Siksaan Yang Berkepanjangan

Sesudah para tapol terpaksa dibebaskan oleh karena desakan internasional, mereka dalam jangka lama tetap terus mendapat bermacam-macam perlakuan yang tidak berperikemanusiaan dari pemerintah (dan masyarakat). Tanda ET (eks-tapol) yang dicantumkan pada setiap KTP yang dimiliki olek para eks-tapol adalah salah satu di antara berbagai bentuk siksaan yang dipraktekkan oeh rezim militer Orde Baru. Sekarang ini, ketika rezim Orde Baru sudah terguling sejak lima tahun yang lalu, para eks-tapol yang sudah tua usianya, dan pada umumnya sudah tidak bisa berbuat banyak kecuali menunggu ajal mereka, masih harus terus mendapat perlakuan yang tidak sepatutnya.

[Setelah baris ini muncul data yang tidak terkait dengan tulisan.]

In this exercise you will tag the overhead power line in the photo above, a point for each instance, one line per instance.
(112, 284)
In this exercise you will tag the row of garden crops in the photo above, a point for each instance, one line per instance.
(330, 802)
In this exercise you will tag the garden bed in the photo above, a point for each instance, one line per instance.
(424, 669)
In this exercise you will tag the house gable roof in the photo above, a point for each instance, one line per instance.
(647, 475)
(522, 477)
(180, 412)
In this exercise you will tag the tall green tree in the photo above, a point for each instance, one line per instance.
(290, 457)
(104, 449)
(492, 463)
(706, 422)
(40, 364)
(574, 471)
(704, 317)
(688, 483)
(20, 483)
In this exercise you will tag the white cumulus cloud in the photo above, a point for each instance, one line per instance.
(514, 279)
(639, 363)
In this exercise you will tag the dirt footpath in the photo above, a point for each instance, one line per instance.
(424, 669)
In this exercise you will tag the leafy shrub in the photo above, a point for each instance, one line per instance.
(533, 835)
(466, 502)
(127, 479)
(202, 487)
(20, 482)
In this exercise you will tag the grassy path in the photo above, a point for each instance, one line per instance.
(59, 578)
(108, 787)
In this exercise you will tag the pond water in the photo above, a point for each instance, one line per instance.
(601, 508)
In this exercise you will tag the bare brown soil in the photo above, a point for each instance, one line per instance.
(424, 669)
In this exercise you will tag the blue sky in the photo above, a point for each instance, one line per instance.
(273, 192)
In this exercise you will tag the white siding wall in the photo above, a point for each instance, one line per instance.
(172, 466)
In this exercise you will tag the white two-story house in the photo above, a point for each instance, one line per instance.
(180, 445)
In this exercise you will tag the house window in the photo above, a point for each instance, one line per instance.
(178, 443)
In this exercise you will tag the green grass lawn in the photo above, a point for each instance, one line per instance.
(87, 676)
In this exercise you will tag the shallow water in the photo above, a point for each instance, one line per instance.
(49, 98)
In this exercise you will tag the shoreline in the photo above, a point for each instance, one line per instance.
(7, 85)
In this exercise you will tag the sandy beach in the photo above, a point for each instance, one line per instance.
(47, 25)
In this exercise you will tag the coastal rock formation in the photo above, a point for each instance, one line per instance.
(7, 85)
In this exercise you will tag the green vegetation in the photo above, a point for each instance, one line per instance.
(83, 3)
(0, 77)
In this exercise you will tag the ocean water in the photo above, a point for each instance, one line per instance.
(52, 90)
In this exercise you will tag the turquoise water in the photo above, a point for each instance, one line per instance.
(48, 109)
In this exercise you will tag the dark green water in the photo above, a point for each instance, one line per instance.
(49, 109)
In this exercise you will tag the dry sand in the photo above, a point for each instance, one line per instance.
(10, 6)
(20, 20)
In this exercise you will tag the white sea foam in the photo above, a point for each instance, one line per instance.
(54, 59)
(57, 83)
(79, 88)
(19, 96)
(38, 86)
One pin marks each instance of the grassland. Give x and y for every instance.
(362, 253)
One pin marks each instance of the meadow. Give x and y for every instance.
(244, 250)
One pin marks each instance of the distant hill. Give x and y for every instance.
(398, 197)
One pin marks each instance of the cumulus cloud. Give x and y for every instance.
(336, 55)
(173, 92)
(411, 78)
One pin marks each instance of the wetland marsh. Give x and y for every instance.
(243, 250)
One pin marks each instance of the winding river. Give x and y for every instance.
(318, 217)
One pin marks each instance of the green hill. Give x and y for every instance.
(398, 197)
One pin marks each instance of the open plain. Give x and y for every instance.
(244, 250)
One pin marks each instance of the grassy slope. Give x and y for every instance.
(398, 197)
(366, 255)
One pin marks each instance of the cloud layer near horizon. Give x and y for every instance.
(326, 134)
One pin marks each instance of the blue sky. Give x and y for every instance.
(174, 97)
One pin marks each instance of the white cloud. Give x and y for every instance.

Para eks-tapol ini, walaupun sudah berumur lebih dari 60 tahun, tidak berhak mendapat KTP Seumur Hidup seperti halnya warganegara RI lainnya. Demikian bunyi SK Mendagri No.24 tahun 1991. Di sini kelihatan kejanggalan (atau kegilaan ?) SK Mendagri yang dipakai sejak 1991 itu. Bahwa rezim militer Suharto mau menyiksa terus para eks-tapol dengan berbagai cara, itu adalah dapat dimengerti . Tetapi, sekarang ini, ketika reformasi sudah didengung-dengungkan, dan pemerintahan Gotongroyong sudah dibentuk, SK Mendagri ini perlu dicabut. Pencabutan SK Mendagri mengenai KTP Seumur Hidup ini merupakan bukti bahwa pemerintahan Gotongroyong yang dipimpin oleh Presiden Megawati tidak mau meneruskan peraturan yang buruk ini.

Bisa Dijadikan Contoh

Kasus Nani Nurani yang mem-PTUN-kan camat Koja (Jakarta Utara) dalam urusan KTP Seumur Hidup adalah contoh keberanian dan kesedaran seorang warganegara Republik yang patut mendapat penghargaan dari kita semua. Perbuatannya dalam hal ini dapat dijadikan contoh bagi banyak orang (baik perseorangan maupun organisasi), untuk mempersoalkan segala perlakuan-perlakuan yang “aneh-aneh” dari pemerintah dan pejabat-pejabatnya terhadap para korban Orde Baru (beserta keluarga mereka).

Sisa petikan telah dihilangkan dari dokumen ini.